I am trying to use the HF model "mlfoundations/dclm-7b-it" for inference, simply using the code below:

model = AutoModelForCausalLM.from_pretrained("mlfoundations/dclm-7b-it")
gen_kwargs = {"max_new_tokens": 500, "temperature": 0}
output = model.generate(inputs['input_ids'], **gen_kwargs)

I see this warning when loading the model: Some weights of OpenLMForCausalLM were not initialized from the model checkpoint at mlfoundations/dclm-7b-it and are newly initialized: [...]

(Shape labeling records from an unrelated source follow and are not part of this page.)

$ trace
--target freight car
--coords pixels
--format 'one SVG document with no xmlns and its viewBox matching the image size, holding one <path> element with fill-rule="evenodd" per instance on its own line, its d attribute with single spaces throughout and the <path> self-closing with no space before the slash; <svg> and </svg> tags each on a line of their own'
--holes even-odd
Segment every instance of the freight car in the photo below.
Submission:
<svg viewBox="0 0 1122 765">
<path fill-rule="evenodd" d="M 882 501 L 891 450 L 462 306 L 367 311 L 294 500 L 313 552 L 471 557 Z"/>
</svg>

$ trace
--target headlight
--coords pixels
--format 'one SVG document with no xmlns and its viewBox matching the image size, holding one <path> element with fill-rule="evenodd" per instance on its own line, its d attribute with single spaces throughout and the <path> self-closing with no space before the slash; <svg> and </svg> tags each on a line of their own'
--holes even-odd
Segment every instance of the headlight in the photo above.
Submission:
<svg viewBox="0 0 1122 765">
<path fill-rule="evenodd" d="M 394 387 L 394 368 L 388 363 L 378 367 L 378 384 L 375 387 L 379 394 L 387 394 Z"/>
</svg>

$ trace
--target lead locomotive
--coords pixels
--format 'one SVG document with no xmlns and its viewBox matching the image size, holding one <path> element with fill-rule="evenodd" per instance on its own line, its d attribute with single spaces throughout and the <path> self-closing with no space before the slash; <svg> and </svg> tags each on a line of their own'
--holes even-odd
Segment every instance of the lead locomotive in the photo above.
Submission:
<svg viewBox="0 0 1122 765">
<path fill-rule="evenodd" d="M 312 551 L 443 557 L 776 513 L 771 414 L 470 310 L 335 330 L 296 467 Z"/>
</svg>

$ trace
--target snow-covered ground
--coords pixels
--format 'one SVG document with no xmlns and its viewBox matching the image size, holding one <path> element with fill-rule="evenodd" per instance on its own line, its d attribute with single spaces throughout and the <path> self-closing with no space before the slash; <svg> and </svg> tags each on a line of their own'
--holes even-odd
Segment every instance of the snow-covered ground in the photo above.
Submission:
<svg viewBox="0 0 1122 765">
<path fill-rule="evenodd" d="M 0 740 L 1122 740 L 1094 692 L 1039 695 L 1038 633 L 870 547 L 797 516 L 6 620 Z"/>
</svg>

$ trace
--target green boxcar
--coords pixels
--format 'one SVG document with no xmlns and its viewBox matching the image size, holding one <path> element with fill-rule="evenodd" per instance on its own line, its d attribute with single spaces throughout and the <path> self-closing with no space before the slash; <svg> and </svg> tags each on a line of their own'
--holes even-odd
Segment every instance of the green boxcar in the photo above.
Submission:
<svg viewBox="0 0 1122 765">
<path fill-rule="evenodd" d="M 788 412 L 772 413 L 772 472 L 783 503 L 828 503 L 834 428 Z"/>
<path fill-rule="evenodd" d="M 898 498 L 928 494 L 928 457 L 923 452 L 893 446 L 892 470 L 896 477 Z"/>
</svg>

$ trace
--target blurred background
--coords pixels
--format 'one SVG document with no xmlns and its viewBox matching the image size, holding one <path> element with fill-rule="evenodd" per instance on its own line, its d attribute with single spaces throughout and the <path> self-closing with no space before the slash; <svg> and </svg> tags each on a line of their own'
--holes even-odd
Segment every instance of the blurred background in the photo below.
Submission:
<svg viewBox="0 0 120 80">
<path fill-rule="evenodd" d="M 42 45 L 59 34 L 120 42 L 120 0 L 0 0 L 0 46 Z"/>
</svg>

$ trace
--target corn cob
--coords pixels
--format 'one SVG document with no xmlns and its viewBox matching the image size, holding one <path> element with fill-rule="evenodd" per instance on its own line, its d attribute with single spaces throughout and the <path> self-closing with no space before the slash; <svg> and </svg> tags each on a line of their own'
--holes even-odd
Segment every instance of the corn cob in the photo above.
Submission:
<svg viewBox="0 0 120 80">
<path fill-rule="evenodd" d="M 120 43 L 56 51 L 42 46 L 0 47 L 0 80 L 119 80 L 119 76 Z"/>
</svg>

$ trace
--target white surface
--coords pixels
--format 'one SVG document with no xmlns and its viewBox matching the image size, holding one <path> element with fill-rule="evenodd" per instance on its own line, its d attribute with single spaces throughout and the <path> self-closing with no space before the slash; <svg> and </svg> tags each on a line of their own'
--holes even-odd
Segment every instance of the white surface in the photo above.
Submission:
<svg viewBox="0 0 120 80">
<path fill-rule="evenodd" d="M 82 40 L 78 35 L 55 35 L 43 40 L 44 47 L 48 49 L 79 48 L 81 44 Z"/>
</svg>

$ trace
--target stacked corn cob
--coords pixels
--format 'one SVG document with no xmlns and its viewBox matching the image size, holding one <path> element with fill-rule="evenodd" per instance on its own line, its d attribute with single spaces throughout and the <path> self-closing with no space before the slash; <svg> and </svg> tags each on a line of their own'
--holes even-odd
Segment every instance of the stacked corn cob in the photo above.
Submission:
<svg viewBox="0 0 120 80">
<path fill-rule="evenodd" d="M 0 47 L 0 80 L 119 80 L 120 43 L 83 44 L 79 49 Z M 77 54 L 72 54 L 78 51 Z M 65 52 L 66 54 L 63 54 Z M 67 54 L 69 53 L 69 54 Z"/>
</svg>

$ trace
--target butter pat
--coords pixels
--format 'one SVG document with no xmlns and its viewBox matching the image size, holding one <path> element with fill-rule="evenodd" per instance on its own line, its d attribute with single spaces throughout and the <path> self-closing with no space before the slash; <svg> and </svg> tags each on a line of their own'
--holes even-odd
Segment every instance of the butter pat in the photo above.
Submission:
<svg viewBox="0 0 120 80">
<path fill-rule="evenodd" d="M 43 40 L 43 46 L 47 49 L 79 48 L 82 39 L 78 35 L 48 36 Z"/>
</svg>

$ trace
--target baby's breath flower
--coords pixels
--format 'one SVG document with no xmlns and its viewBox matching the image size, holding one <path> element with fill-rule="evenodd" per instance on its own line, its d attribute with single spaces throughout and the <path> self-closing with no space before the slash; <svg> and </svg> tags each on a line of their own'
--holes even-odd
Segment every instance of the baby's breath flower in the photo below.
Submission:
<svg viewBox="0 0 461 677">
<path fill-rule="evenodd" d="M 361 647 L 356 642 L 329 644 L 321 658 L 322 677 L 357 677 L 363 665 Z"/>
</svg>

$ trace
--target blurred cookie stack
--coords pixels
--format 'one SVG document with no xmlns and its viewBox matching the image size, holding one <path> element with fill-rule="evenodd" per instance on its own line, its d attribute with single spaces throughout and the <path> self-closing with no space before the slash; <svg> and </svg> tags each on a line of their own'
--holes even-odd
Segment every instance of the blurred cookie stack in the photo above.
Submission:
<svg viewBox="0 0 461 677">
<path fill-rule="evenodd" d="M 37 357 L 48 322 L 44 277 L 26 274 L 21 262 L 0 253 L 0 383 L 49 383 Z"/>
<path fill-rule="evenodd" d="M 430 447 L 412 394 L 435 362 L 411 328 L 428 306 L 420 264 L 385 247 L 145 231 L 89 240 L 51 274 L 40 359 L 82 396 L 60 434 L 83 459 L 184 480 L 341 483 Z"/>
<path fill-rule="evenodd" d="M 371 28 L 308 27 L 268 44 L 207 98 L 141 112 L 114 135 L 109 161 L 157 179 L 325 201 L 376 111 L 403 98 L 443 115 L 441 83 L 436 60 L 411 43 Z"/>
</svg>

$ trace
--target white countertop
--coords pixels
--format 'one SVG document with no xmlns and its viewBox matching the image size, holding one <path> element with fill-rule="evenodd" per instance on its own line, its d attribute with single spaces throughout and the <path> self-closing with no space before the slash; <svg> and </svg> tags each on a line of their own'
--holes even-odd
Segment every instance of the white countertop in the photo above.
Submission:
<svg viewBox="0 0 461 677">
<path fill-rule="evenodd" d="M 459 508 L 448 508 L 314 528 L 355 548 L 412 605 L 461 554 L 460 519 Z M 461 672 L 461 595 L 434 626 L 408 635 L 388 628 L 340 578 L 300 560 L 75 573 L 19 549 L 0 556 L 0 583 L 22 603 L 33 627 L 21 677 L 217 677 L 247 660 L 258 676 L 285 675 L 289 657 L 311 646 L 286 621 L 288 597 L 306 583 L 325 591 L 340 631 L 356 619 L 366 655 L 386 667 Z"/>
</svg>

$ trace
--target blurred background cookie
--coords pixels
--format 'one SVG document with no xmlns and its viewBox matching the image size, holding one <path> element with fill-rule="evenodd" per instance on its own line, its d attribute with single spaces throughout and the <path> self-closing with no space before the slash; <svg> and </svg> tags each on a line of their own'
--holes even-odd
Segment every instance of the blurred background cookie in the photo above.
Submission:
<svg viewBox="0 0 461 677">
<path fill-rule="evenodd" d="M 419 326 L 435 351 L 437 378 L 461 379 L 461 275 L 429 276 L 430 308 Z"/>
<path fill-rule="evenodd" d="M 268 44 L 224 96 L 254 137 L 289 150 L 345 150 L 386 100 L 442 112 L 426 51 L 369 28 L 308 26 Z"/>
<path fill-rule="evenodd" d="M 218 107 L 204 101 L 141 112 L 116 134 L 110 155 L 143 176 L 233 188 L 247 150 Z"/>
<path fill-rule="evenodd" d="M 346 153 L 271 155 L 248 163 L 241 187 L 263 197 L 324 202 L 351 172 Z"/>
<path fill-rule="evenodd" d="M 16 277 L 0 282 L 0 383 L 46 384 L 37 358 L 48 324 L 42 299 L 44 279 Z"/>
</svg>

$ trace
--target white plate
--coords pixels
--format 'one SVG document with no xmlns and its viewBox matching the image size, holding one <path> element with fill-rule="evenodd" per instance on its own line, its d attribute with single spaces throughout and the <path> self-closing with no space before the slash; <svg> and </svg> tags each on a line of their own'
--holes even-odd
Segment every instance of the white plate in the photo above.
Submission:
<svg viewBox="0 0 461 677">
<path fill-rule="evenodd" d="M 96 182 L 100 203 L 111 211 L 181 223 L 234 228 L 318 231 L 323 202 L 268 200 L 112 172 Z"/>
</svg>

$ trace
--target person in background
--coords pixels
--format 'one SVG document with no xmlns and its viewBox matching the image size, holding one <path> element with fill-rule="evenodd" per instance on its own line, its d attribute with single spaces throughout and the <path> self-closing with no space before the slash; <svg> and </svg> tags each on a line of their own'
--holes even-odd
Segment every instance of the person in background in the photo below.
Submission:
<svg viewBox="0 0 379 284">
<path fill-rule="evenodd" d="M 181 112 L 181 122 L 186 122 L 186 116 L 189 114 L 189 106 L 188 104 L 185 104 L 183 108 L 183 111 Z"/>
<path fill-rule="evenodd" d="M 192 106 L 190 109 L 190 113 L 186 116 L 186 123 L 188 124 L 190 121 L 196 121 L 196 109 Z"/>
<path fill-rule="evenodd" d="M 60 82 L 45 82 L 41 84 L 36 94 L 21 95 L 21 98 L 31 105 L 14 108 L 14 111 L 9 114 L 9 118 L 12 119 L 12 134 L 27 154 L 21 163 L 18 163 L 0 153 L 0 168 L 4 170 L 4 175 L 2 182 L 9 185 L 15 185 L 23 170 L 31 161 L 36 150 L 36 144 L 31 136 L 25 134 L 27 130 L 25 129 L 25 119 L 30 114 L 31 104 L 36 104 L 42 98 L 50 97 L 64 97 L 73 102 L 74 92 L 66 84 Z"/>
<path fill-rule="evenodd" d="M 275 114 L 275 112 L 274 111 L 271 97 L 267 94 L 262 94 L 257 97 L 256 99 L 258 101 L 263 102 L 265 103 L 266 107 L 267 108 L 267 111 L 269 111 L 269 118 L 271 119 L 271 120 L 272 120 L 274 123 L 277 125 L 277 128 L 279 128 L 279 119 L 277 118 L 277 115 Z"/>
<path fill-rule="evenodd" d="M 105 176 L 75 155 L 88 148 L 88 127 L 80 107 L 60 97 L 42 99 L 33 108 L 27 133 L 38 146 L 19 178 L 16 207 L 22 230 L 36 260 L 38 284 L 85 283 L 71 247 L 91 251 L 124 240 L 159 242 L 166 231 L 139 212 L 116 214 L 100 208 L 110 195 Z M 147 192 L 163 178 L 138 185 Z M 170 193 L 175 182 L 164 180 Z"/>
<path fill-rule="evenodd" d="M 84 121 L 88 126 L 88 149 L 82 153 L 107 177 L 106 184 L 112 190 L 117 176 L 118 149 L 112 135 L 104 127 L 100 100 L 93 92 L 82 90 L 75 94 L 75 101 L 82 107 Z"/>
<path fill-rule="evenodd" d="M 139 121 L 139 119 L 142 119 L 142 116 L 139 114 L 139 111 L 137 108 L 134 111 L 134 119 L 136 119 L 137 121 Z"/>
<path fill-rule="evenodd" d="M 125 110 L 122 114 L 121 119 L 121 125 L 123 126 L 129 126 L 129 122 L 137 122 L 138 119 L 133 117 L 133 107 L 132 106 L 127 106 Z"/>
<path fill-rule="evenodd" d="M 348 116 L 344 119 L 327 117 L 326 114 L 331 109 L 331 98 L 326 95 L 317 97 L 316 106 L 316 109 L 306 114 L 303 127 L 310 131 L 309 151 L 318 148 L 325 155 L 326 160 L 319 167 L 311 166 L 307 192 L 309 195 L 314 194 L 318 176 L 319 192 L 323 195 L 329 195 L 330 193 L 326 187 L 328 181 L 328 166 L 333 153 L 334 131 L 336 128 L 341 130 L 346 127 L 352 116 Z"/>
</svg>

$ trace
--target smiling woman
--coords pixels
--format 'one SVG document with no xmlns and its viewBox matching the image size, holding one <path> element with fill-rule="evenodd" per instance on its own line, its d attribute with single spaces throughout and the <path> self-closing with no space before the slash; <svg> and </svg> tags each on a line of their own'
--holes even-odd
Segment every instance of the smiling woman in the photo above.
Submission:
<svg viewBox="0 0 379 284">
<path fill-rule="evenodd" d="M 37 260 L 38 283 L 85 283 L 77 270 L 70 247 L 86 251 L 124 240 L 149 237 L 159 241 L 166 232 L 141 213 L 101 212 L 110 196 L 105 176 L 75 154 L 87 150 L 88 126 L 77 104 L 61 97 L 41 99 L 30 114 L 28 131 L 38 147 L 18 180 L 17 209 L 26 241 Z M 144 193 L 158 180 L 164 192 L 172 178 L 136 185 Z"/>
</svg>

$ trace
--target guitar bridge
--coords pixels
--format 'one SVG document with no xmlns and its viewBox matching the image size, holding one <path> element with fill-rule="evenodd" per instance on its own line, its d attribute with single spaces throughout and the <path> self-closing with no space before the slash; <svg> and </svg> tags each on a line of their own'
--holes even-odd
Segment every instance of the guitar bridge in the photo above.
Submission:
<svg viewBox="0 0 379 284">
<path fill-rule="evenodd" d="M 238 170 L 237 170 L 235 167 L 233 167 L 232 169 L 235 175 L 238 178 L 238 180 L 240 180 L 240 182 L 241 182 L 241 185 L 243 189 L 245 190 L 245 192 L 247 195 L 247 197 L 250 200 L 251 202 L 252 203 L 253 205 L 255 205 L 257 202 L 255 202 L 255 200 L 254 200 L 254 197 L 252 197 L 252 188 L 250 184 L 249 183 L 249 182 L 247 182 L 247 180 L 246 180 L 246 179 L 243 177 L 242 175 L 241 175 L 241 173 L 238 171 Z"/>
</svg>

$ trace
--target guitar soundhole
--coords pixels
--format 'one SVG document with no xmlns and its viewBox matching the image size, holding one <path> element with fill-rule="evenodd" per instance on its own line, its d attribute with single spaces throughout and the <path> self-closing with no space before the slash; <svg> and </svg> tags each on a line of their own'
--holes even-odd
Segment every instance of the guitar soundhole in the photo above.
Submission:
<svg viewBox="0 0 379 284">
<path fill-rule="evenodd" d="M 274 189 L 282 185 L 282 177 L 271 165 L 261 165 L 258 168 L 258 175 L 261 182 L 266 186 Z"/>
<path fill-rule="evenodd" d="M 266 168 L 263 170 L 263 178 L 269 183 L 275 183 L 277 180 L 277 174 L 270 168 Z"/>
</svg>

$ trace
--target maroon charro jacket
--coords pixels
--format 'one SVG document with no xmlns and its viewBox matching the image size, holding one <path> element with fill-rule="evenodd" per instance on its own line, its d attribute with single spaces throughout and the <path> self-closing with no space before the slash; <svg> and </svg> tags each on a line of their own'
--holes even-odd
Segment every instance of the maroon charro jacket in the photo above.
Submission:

And I get NotImplementedError:

NotImplementedError: No operator found for `memory_efficient_attention_forward` with inputs:
     query       : shape=(1, 3, 32, 128) (torch.float32)
     key         : shape=(1, 3, 32, 128) (torch.float32)
     value       : shape=(1, 3, 32, 128) (torch.float32)
     attn_bias   : <class 'xformers.ops.fmha.attn_bias.LowerTriangularMask'>
     p           : 0.0

I have also tried model = AutoModel.from_pretrained("mlfoundations/dclm-7b-it"), but this model class also fails with ValueError: Unrecognized configuration class.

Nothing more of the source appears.